Product Description Gabriela Brimmer (1947-2000), born with cerebral palsy, communicated largely by typing with her left foot on an electric typewriter, and by using that foot to point at letters and numbers on an "alphabet board" at the base of her wheelchair. Raised by her mother, Sari, and Mexican caregiver Florencia Morales Sanchez, Gaby gained admission to Mexico City public schools, attended the prestigious National Autonomous University of Mexico, and became a key figure in launching Mexico's disability rights movement. With the text structured by renowned writer Elena Poniatowska to alternate Gaby's voice with those of her mother and Florencia, this volume is both the memoir of an extraordinary woman and a unique and imaginative form of autobiographical writing.
Customer Reviews: Superb and Inspiring Autobiography!August 4, 2009 Rrose Selavy(Arizona USA) 4 out of 4 found this review helpful
I'm delighted to read this fascinating autobiography (in "three voices" as the translator points out) that sets forth the life of a leading disability rights activist in Mexico.
The main part of the text consists of a "conversation" of sorts, between Gaby Brimmer, who was born with cerebral palsy and who, using her left toe, wrote and communicated and fought her way into recognition, through the help of her "two mothers." One is Florencia, the nurse who took care of Gaby, who also has a major voice in the book: born in an impoverished family in Mexico's South, Florencia brought Gaby to school and helped her in all her daily live. There's also Gaby's mother, a successful businesswoman, who constantly worries about matters such as what will happen to Gaby after she, her mother, dies. And there is Gaby's voice throughout, rebellious, funny, irreverent, indomitable.

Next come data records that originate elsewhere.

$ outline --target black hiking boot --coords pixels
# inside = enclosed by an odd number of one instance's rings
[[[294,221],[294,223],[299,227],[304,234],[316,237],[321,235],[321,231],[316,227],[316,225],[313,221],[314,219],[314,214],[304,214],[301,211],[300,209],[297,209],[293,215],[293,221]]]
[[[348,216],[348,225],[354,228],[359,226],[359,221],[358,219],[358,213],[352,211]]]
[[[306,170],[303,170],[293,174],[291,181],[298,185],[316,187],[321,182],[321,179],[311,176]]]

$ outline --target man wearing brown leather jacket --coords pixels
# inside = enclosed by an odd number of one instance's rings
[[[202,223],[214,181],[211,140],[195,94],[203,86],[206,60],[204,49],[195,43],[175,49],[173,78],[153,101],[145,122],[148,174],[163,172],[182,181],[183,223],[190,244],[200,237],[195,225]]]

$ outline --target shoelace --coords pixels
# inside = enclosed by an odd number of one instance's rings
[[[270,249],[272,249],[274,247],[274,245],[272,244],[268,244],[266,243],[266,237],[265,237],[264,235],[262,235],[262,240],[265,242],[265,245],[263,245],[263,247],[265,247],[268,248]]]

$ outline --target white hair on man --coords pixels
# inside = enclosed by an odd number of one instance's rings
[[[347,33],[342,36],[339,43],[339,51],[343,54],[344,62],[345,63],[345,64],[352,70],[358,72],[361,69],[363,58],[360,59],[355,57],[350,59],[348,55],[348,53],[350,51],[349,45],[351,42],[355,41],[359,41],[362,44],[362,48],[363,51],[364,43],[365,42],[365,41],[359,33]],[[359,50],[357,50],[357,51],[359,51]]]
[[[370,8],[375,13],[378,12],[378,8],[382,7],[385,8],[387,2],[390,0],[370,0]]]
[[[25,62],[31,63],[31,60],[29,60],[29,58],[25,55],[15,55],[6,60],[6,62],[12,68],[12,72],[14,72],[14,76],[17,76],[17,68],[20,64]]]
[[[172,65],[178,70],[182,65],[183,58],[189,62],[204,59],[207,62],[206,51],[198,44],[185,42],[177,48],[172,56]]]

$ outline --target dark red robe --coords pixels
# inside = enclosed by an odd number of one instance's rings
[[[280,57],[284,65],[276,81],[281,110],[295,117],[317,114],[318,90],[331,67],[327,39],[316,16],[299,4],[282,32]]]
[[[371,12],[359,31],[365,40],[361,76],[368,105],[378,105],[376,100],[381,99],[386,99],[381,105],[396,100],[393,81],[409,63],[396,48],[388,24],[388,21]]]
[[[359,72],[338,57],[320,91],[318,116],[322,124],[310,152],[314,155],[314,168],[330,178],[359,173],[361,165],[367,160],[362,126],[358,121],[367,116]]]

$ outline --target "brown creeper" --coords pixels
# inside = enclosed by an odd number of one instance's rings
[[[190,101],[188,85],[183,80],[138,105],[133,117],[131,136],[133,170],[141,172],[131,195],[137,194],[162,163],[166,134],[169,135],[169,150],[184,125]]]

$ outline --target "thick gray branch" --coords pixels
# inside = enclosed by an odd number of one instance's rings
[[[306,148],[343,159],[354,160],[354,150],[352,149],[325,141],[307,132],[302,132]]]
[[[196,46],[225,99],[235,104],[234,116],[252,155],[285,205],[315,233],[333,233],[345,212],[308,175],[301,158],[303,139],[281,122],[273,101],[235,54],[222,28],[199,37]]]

All of this is put together by Elena Poniatowska, one of contemporary Mexico's most gifted and extraordinary writers, whose fluency and grace and ability to select the perfect analogy, are incomparable. Finally, the book contains a short memoir of Gaby by another disability rights activist who knew Gaby well, as well as a superb essay putting Mexico's disability rights discourse into the context of disability theory world-wide. A useful historical summary describing the development of disability rights activism in Mexico is also included. The translation by Trudy Balch is first-rate, beautifully capturing the different voices of all those involved in this struggle for rights and recognition which involves some of the most serious ethical debates of our time.